La société Agro Energie Schwyz AG produit de l’électricité pour le réseau public avec des déchets et du bois-énergie. Elle vend aussi la chaleur ainsi générée via son propre réseau de chaleur à distance au fond de la vallée de Schwyz. Le directeur, Baptist Reichmutz, explique comment le projet a vu le jour et ce qu’il apporte à sa région en matière d’autonomie énergétique et de valeur ajoutée.
«La possibilité de produire de l’électricité, de la chaleur et du carburant avec des déchets locaux et d’augmenter ainsi la valeur ajoutée locale m’a toujours fascinée», explique en souriant Baptist Reichmuth, agriculteur et directeur d’Agro Energie Schwyz AG. Baptist Reichmuth possédait une grande exploitation agricole, qui générait une quantité importante de fumier. «Mon idée était d’utiliser ce fumier de telle manière que toute une région ne dépende plus des énergies fossiles.»

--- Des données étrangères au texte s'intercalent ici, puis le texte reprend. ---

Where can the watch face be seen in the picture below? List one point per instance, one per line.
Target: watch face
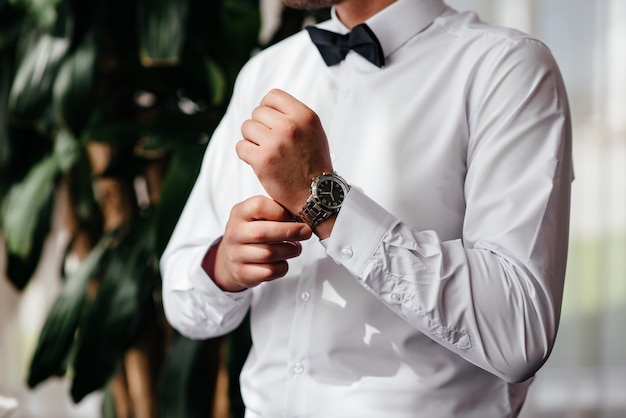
(330, 192)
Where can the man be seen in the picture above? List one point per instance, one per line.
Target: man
(425, 280)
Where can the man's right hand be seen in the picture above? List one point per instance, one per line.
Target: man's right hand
(257, 242)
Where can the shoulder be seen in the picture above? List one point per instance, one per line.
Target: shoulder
(492, 42)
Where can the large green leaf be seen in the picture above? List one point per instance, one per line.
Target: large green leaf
(161, 30)
(6, 64)
(181, 175)
(73, 91)
(58, 332)
(24, 206)
(43, 12)
(112, 320)
(10, 20)
(32, 87)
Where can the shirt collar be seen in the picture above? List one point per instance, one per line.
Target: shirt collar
(397, 23)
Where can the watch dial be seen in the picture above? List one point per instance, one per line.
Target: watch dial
(330, 193)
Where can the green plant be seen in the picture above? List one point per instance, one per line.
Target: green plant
(110, 104)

En collaboration avec d’autres partenaires régionaux, Baptist Reichmuth a fondé en 2006 Agro Energie Schwyz. Aujourd’hui, une trentaine de fermes de la région livrent jour après jour leur lisier et leur fumier. Les entreprises de transformation alimentaire fournissent de la poussière de moulin et des déchets de céréales, les ménages des déchets verts et des déchets alimentaires. Les boucheries apportent des déchets d’abattoirs hygiénisés. Agro Energie Schwyz fermente tous ces déchets en biogaz dans son installation. Le digestat qui reste est proposé aux exploitations agricoles comme engrais et amendement pour le sol.
Le biogaz est brûlé dans une centrale de cogénération. Le rendement électrique est de l’ordre de 40 % et le courant produit est injecté dans le réseau local. La production d’électricité génère aussi 60 % d’énergie sous forme de chaleur. «Nous avons fait réaliser une étude de faisabilité pour voir s’il était possible de fournir la chaleur renouvelable produite par Agro Energie Schwyz aux quelque 50 000 habitants du fond de la vallée de Schwyz via un réseau de chaleur à distance», explique Baptist Reichmuth. La réponse était: «Oui, mais…». En effet, il fallait d’abord trouver des acheteurs potentiels avant de pouvoir élargir l’offre d’Agro Energie Schwyz.
Le scepticisme des habitants de la vallée n’était pas dû au prix légèrement plus élevé pour la chaleur, mais plutôt à la sécurité de l’approvisionnement, qui arrivait en tête des priorités des clients potentiels. «Est-ce que mes enfants auront froid?» est la question que Baptist Reichmuth a entendu le plus souvent. Agro Energie Schwyz devait garantir que suffisamment de chaleur soit produite en tout temps pour le réseau de chaleur à distance. Trois grandes chaufferies à copeaux de bois sont aujourd’hui en service. Quelque 20 000 tonnes de copeaux de bois provenant de résidus de bois de scieries, de vieux bois et de bois forestier sont brûlées chaque année. «Le bois vient de la région, les émissions de CO2 liées au transport sont donc minimes», explique Baptist Reichmuth. «Et nous utilisons du bois de la forêt, ce qui est bon pour l’exploitation forestière et génère des opportunités de vente pour les assortiments de bois de qualité inférieure. Cela augmente la valeur ajoutée régionale».
Sept ans plus tard, le réseau de chaleur à distance d’Agro Energie Schwyz distribue la chaleur renouvelable à Schwyz, Ibach, Rickenbach, Brunnen, Seewen et Morschach. En effet, 50 % des bâtiments de la vallée sont déjà reliés au réseau de chaleur à distance. En 2016, les chaufferies à copeaux de bois et l’installation de biogaz ont produit de la chaleur pour environ 8 000 ménages et du courant vert pour 3 500 ménages. Depuis 2015, une chaudière à bois usagé avec un processus ORC (cycle organique de Rankine) est également en fonction de sorte que la société pourrait encore augmenter sa production d’électricité et de chaleur. Un grand accumulateur de chaleur représente la prochaine étape. Petit à petit, le directeur se rapproche de son objectif, à savoir assurer dans les 10 prochaines années l’autonomie énergétique de l’ensemble de la vallée de Schwyz par rapport aux énergies fossiles et atteindre un bilan neutre en CO2.